There will be layoffs at Deutsche Bank. We don’t know when. We don’t know how many. But Deutsche needs to cut €3.5bn from its expenses, so some sort of headcount removal looks pretty much unavoidable.
In the circumstances, it’s unsurprising that people are leaving ahead of time. The UK’s Financial Conduct Authority Register, filtered by IMAS Corporate Finance, reveals that at least seven people have left Deutsche’s London office since the start of this month. Most have yet to turn up elsewhere. The quitters are as follows:
1. Pulkit Agrawal
A former associate in Deutsche’s leveraged finance and real estate team, Agrawal has followed many other junior bankers to the buyside.
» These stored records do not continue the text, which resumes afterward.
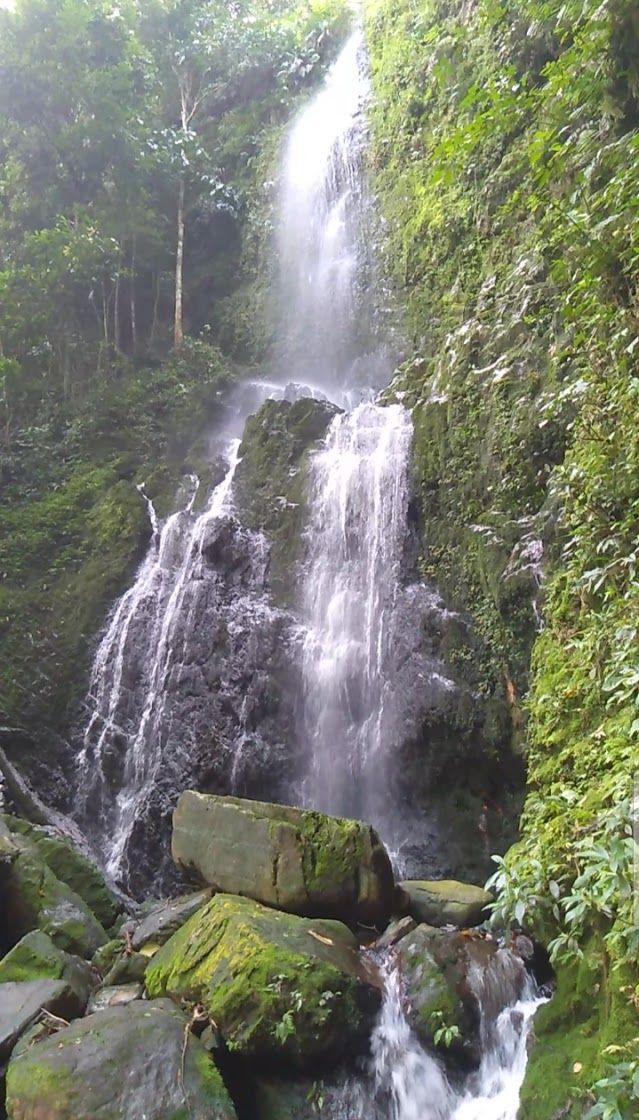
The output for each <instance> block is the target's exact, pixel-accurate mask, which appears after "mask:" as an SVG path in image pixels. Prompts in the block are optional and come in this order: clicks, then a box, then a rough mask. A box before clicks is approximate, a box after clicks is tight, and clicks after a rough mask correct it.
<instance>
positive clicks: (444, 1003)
mask: <svg viewBox="0 0 639 1120" xmlns="http://www.w3.org/2000/svg"><path fill="white" fill-rule="evenodd" d="M396 952H397V961H398V967H400V972H401V976H402V983H403V990H404V995H405V999H406V1008H407V1014H408V1019H410V1021H411V1026H412V1027H413V1030H414V1032H415V1034H416V1035H417V1036H419V1037H420V1038H421V1039H422V1042H423V1043H424V1044H425V1045H426V1046H433V1045H435V1046H436V1048H438V1051H439V1052H440V1054H441V1056H442V1057H444V1058H445V1060H450V1061H452V1062H453V1064H455V1063H457V1064H461V1065H462V1066H466V1067H472V1066H476V1065H477V1064H478V1063H479V1061H480V1056H481V1034H482V1030H483V1029H485V1027H486V1025H488V1024H491V1023H496V1021H497V1019H498V1016H499V1014H500V1012H501V1011H502V1010H504V1009H505V1008H506V1007H508V1006H510V1005H511V1004H514V1002H515V1001H516V1000H517V999H518V998H519V997H520V995H521V992H523V990H524V987H525V982H526V970H525V967H524V963H523V961H521V960H520V958H518V956H517V955H516V954H515V953H511V952H510V951H508V950H505V949H500V946H499V945H498V943H497V942H496V941H492V940H489V939H486V937H481V936H478V935H468V934H464V933H447V932H444V931H443V930H438V928H435V927H433V926H429V925H419V926H417V927H416V930H413V932H412V933H410V934H407V936H405V937H404V939H403V940H402V941H401V942H400V943H398V945H397V950H396ZM445 1028H453V1036H452V1037H451V1036H449V1038H448V1039H447V1038H445Z"/></svg>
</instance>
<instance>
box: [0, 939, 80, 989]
mask: <svg viewBox="0 0 639 1120" xmlns="http://www.w3.org/2000/svg"><path fill="white" fill-rule="evenodd" d="M64 970H65V959H64V956H63V955H62V953H60V952H59V950H58V949H56V946H55V945H54V943H53V941H51V940H50V937H49V936H48V935H47V934H46V933H43V932H41V931H39V930H36V931H34V932H32V933H28V934H27V935H26V936H25V937H22V939H21V941H19V942H18V944H17V945H15V946H13V949H11V950H10V952H9V953H7V955H6V956H3V958H2V960H0V983H9V982H11V981H13V982H19V981H22V980H39V979H40V978H43V977H47V978H50V979H51V980H59V979H60V977H62V976H63V972H64Z"/></svg>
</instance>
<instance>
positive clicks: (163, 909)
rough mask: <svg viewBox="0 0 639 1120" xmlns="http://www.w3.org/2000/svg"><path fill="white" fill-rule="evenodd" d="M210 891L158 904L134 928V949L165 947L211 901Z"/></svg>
mask: <svg viewBox="0 0 639 1120" xmlns="http://www.w3.org/2000/svg"><path fill="white" fill-rule="evenodd" d="M210 894H212V892H210V889H209V888H207V889H206V890H198V892H196V893H195V894H190V895H180V896H179V897H178V898H167V899H165V902H161V903H158V905H157V906H154V907H153V909H152V911H150V913H149V914H147V915H145V917H143V918H142V921H141V922H140V924H139V925H137V926H134V928H133V933H132V935H131V944H132V945H133V949H142V948H143V946H149V945H163V944H165V943H166V942H167V941H168V940H169V937H172V935H173V933H177V931H178V930H179V928H180V926H181V925H184V924H185V922H188V920H189V917H192V915H194V914H195V913H196V912H197V911H198V909H199V908H200V906H205V905H206V903H208V902H209V900H210Z"/></svg>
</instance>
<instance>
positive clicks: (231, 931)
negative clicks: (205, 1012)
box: [147, 894, 380, 1066]
mask: <svg viewBox="0 0 639 1120" xmlns="http://www.w3.org/2000/svg"><path fill="white" fill-rule="evenodd" d="M375 983H376V977H375V974H374V973H373V972H372V971H370V970H369V969H368V968H367V965H366V964H365V963H364V962H363V961H361V959H360V956H359V955H358V952H357V942H356V940H355V937H354V936H353V934H351V933H350V932H349V931H348V930H347V928H346V926H344V925H341V923H339V922H330V921H321V920H319V921H318V920H310V921H309V920H306V918H301V917H297V916H293V915H291V914H283V913H280V912H278V911H274V909H270V908H267V907H265V906H261V905H260V904H259V903H255V902H252V900H251V899H247V898H239V897H237V896H233V895H222V894H220V895H216V896H215V898H213V899H212V902H210V903H209V904H208V905H207V906H205V907H204V909H200V911H198V913H197V914H196V915H195V916H194V917H192V918H191V920H190V921H189V922H187V924H186V925H184V926H182V928H181V930H179V931H178V933H176V934H175V935H173V936H172V937H171V940H170V941H168V942H167V944H166V945H163V946H162V949H160V951H159V952H158V953H157V954H156V956H154V958H153V960H152V961H151V964H150V965H149V969H148V970H147V989H148V991H149V993H150V995H151V996H160V995H165V993H167V995H170V996H172V997H175V998H176V999H187V1000H192V1001H197V1002H200V1004H203V1005H204V1007H205V1008H206V1010H207V1011H208V1014H209V1016H210V1018H212V1019H213V1020H214V1021H215V1024H216V1025H217V1027H218V1029H219V1033H220V1035H222V1037H223V1039H224V1042H225V1043H226V1045H227V1046H228V1047H229V1048H231V1049H233V1051H234V1052H238V1053H241V1054H243V1055H247V1056H253V1057H259V1058H267V1060H270V1061H278V1060H280V1061H282V1062H284V1063H292V1064H294V1065H298V1066H304V1065H308V1064H312V1063H314V1062H317V1061H319V1060H321V1061H327V1062H328V1061H333V1060H337V1058H338V1057H345V1056H346V1055H347V1054H348V1053H354V1052H357V1051H358V1049H359V1048H360V1047H361V1045H363V1044H364V1043H365V1040H366V1038H367V1035H368V1032H369V1028H370V1025H372V1021H373V1018H374V1016H375V1012H376V1010H377V1008H378V1006H379V1002H380V992H379V990H378V989H377V988H376V987H375Z"/></svg>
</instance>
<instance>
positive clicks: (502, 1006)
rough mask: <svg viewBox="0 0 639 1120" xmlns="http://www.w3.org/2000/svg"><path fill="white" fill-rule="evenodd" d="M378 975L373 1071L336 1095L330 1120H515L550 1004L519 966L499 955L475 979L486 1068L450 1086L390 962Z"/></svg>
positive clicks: (504, 950)
mask: <svg viewBox="0 0 639 1120" xmlns="http://www.w3.org/2000/svg"><path fill="white" fill-rule="evenodd" d="M380 973H382V978H383V981H384V1002H383V1005H382V1010H380V1012H379V1017H378V1020H377V1026H376V1028H375V1030H374V1033H373V1038H372V1046H370V1060H369V1062H368V1068H367V1070H366V1071H365V1073H364V1075H363V1076H360V1077H357V1079H351V1080H350V1081H349V1082H347V1083H346V1084H345V1085H344V1086H342V1089H341V1092H338V1093H336V1094H335V1096H333V1101H332V1102H331V1109H330V1112H329V1120H517V1111H518V1107H519V1091H520V1089H521V1083H523V1081H524V1074H525V1072H526V1061H527V1051H528V1044H529V1035H530V1029H532V1024H533V1018H534V1016H535V1012H536V1010H537V1008H538V1007H539V1005H541V1004H542V1002H544V999H543V998H541V997H539V996H538V993H537V989H536V986H535V983H534V981H533V980H532V979H530V977H529V976H528V974H527V973H526V972H525V970H524V969H523V965H521V961H520V960H519V959H518V958H517V956H515V955H514V954H513V953H510V952H509V951H508V950H499V952H498V953H497V954H496V956H495V958H494V960H492V962H491V963H490V964H489V965H488V967H487V968H486V969H485V970H482V971H481V973H479V972H478V973H477V978H476V982H477V989H476V997H477V1004H478V1009H479V1015H480V1023H481V1026H480V1036H481V1060H480V1065H479V1068H478V1070H477V1072H476V1073H473V1074H470V1075H467V1076H466V1077H462V1079H460V1077H459V1076H458V1077H455V1079H452V1077H451V1076H450V1075H449V1073H447V1071H445V1068H444V1066H443V1064H442V1063H441V1062H440V1061H439V1060H438V1058H435V1057H433V1055H432V1054H430V1053H429V1052H427V1051H426V1049H425V1048H424V1046H423V1045H422V1044H421V1042H420V1039H419V1038H417V1036H416V1035H415V1034H414V1032H413V1029H412V1027H411V1024H410V1021H408V1018H407V1016H406V1009H405V999H404V996H403V991H402V977H401V972H400V969H398V967H397V964H396V963H395V961H394V960H393V959H392V958H387V959H386V960H385V961H383V962H382V964H380ZM499 1008H501V1009H500V1010H499Z"/></svg>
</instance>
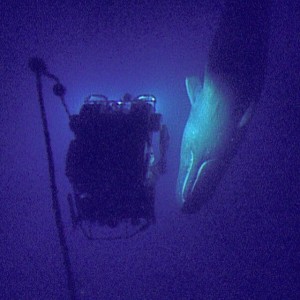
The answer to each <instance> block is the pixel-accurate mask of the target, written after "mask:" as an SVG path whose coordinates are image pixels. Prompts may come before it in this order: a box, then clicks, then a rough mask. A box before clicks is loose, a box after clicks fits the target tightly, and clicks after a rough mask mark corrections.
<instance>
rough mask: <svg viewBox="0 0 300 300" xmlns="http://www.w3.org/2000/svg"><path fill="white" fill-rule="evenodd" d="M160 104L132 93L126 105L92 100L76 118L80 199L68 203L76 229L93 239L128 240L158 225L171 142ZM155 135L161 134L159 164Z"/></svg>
mask: <svg viewBox="0 0 300 300" xmlns="http://www.w3.org/2000/svg"><path fill="white" fill-rule="evenodd" d="M155 104H156V98H155V97H154V96H152V95H141V96H138V97H135V98H131V97H130V96H129V95H128V94H126V95H125V96H124V97H123V99H122V100H108V98H107V97H105V96H103V95H90V96H88V97H87V98H86V99H85V102H84V104H83V106H82V107H81V110H80V113H79V114H78V115H72V116H71V117H70V128H71V130H72V131H73V133H74V134H75V139H74V140H73V141H71V143H70V146H69V150H68V153H67V160H66V175H67V177H68V178H69V181H70V183H71V185H72V187H73V191H74V193H73V194H74V197H72V196H71V195H69V196H68V201H69V204H70V211H71V217H72V222H73V225H74V226H75V227H76V226H80V227H81V229H82V231H83V233H84V234H85V236H86V237H87V238H89V239H95V238H98V237H100V238H105V239H111V238H121V237H125V238H128V237H131V236H133V235H135V234H136V233H138V232H140V231H142V230H145V229H146V228H148V227H149V225H150V224H152V223H154V222H155V213H154V202H155V182H156V178H157V176H158V175H159V174H162V173H164V172H165V169H166V150H167V145H168V139H169V136H168V131H167V127H166V126H165V125H161V114H158V113H156V111H155ZM155 132H158V133H159V134H160V159H159V160H158V162H157V163H156V162H155V158H154V153H153V145H152V136H153V133H155ZM99 227H101V229H102V230H101V231H100V230H99ZM103 229H104V230H103ZM115 232H118V233H117V235H115ZM123 234H125V235H123Z"/></svg>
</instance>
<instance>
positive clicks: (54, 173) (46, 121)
mask: <svg viewBox="0 0 300 300" xmlns="http://www.w3.org/2000/svg"><path fill="white" fill-rule="evenodd" d="M28 66H29V68H30V69H31V71H33V72H34V73H35V75H36V85H37V93H38V101H39V106H40V111H41V118H42V125H43V131H44V136H45V144H46V150H47V159H48V170H49V179H50V188H51V195H52V209H53V213H54V216H55V222H56V227H57V232H58V237H59V242H60V246H61V251H62V255H63V262H64V267H65V271H66V276H67V284H68V287H67V288H68V292H69V297H70V299H76V291H75V280H74V275H73V272H72V269H71V261H70V255H69V249H68V245H67V242H66V237H65V232H64V225H63V222H62V216H61V210H60V206H59V201H58V190H57V185H56V179H55V168H54V160H53V152H52V147H51V140H50V134H49V129H48V121H47V116H46V110H45V105H44V99H43V91H42V75H44V76H46V77H49V78H51V79H54V80H55V81H56V84H55V85H54V88H53V90H54V93H55V94H56V95H57V96H59V97H60V98H61V100H62V103H63V104H64V107H65V109H66V112H67V114H68V116H69V117H70V114H69V111H68V109H67V107H66V105H65V103H64V94H65V88H64V87H63V85H62V84H61V83H60V82H59V80H58V78H57V77H56V76H54V75H52V74H50V73H49V72H48V71H47V68H46V64H45V63H44V61H43V60H42V59H40V58H37V57H34V58H31V59H30V60H29V64H28Z"/></svg>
According to the FCA Register he left Deutsche on April 10th. Agrawal, who’d been at Deutsche since 2011 and joined as an intern, now works for Kildare Partners, a private equity fund. As an IBD professional, Agrawal would likely not have been at risk from Deutsche’s job cuts – most of which are likely to impact fixed income sales and trading.
2. Simon Grenfell
Grenfell used to be global head of origination and syndication for Deutsche’s commodities business. Then he was part of the executive committee that wound Deutsche’s commodity activities down. We suppose that wind-down must now be over, as Grenfell left Deutsche on April 1st. He spent nearly eight years at the German bank.
3. Michael Klimbacher
Klimbacher left Deutsche on April 3rd. A former director in metals and mining M&A, he’d been with the bank since 2008. It’s not clear where Klimbacher is going next, but as a director in IBD his job should also have been safe under Deutsche’s new strategy.
4. Ross Lavery
Lavery was also part of Deutsche’s IBD business. Having joined as an associate from Lehman Brothers in 2008, he quit on April 10th.
5. Peter Melichar
Melichar was a senior structurer and originator in collateralized loan obligations. He spent less than two years at Deutsche before leaving on April 16th. Melichar’s exit is less surprising: CLO specialists are likely to suffer under Deutsche’s new strategy.
6. Samuel Norton
Like Melichar, Norton also spent less than two years at Deutsche. Unlike Melichar, his job should have been totally fine under the new client-focused advisory strategy. Norton was a senior relationship manager at the German bank. He joined from Citi in June 2013 and left again on April 17th 2015.
7. Hamish Risk
The incomparably named Hamish Risk also seems to have left the German bank. A former journalist and editor of Euromoney FX News, Risk joined Deutsche as ‘head of content management’ in March 2013. He left again on April 17th and his current whereabouts are unknown.